The server is essentially divided in two parts, the first one, which we can call the gstreamer-part, receives, elaborates and re-sends the audio streams, and the second part, the gnet-part, that communicates with the clients for the authentication and other information.
The Gstreamer part
The gstreamer-part contains the pipeline, which structure is shown in the picture. We can study the pipeline by analyzing the single elements.
UDPSRC - This elements picks up UDP packets received from a selected port that can be choose modifying the element's properties. The element sends through the content of the packets to the next element.
RTPBIN - This is maybe the most important element of the server pipeline. This powerful element works with RTP and RTCP streams, it is able to separate different streams by checking their SSRC, it can deal with the network jitter, and it is also able to manage on its own the RTCP streams coupled with the RTP streams. The skill of the RTPBIN to separate the streams by their SSRC has permit to use one single UDP socket for receive the streams from the clients, and therefore keep busy only one port of the server for all of the clients, instead of one port for each client. Like said before the RTCP features of the element are not used in this project. However, the RTCP can be added by simply modifying a few lines in the program. As can be seen in the figure the RTPBIN has different sink pads, these pad are created dynamically. Every time that a new RTP stream, identified by its SSRC, is received by the UDPSRC element the RTPBIN creates a new pad for that RTP stream. The creation process is automatic, and at the same time the elements emits the "pad-added" signal, this signal is connected to a callback that is executed every time a new pad is created. In this callback is checked what is the SSRC of the new stream, if the SSRC is on the authorized list then, the stream comes from a new user, and it must be mixed with the other ones. On the contrary if the SSRC is non-authorized then it must not be mixed with the other streams. Depending on the SSRC, if is authorized or not, the callbacks connects different type of elements to the new pad. After that no packets of one of the RTP streams are no longer received, the RTPBIN removes the pad and the "on-sender-timeout" signal is emitted. This signal is connected to a callback, later will be discussed the function of this callback.

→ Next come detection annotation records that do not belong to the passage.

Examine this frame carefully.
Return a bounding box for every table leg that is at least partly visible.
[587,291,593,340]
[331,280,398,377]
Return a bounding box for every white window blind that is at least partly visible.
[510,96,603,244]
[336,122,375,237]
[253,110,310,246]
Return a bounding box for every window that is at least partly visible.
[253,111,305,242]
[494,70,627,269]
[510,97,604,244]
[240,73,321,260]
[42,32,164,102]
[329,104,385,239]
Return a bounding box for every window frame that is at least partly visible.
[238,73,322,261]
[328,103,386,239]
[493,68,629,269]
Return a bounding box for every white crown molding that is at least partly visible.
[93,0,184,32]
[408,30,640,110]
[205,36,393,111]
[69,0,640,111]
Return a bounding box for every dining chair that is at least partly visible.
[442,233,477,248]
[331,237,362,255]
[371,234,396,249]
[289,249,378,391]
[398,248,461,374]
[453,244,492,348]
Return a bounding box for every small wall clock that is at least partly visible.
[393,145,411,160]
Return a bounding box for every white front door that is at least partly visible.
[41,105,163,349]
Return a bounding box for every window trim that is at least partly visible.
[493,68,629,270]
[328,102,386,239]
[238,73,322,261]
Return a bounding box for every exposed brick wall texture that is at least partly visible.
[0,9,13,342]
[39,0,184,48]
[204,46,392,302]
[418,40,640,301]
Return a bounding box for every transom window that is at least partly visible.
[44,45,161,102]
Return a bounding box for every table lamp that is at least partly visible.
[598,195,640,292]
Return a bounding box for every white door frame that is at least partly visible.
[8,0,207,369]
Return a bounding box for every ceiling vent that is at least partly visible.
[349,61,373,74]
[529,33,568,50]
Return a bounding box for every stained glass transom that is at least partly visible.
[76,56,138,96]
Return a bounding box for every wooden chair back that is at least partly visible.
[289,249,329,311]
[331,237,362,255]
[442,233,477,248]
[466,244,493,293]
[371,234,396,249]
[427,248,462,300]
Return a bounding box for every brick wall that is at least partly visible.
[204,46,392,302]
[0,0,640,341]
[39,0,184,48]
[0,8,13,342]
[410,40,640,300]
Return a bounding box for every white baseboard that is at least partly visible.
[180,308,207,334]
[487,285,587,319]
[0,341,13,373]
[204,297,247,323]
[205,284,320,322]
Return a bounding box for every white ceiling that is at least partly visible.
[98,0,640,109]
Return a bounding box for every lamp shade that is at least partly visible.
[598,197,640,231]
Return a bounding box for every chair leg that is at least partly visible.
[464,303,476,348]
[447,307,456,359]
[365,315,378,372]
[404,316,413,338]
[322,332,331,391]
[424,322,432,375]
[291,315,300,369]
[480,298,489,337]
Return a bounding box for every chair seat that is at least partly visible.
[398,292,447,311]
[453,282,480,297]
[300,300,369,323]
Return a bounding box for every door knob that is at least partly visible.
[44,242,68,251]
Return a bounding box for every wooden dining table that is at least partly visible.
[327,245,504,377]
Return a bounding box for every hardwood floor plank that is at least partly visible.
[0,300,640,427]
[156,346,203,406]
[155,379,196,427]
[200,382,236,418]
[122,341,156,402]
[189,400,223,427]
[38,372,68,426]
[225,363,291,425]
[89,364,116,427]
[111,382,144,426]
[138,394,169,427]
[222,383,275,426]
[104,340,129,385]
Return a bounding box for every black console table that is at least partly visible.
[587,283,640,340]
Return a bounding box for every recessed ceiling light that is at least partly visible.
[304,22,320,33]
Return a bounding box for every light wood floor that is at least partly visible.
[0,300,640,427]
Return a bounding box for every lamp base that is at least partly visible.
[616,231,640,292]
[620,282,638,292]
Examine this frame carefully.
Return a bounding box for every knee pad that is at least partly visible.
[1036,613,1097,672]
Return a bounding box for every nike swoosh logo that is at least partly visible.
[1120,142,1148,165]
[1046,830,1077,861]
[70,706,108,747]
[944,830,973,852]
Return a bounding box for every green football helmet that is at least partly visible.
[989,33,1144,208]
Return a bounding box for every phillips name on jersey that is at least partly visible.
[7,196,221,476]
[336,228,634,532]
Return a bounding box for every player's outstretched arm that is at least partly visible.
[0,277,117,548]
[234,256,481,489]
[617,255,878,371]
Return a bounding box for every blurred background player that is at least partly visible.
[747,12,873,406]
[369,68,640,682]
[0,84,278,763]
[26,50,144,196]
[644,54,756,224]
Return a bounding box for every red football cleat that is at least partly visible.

QUEUE - These elements does not modify the stream but simply separate the pipeline into different threads. A queue element should be used each time there is a fork in the pipeline, because each branch of the pipeline should have his own thread in order to avoid synchronization problems.
RTPDEPAY and DECODER - In the case of authorized SSRC the RTP stream must be mixed with the other ones. Before mixing the stream it has to be decoded. This is made by the "rtppcmadepay" element that rebuilds the PCM a-law audio stream, and by the "alawdec" which transforms the PCM a-law audio stream in a linear raw audio stream, this type of stream can be handled by the ADDER element to mix the streams.
AMPLIFIER - This element simply multiply the audio samples of the stream by a number that is inversely proportional to the number of the participants to the audio conference. In other words, if there are 2 participants the samples are multiplied by 1/2, with 3 participants they are multiplied by 1/3 and so on. This is done in order to avoid the saturation of the mixed audio stream.
ADDER - This element simply adds the audio samples that arrive at its inputs.
RTPPAY and ENCODER - After the different streams are mixed together, the resulting stream must be resent to the clients. For doing this we have to encode the raw audio stream in a PCM a-law one, and this is made by the "alawenc", secondly the stream must be encapsulated in RTP packets and this is made by the "rtppcmapay" element.
UDPSINK - Finally the UDP-RTP packets are sent in broadcast over the network by the UDP sink element.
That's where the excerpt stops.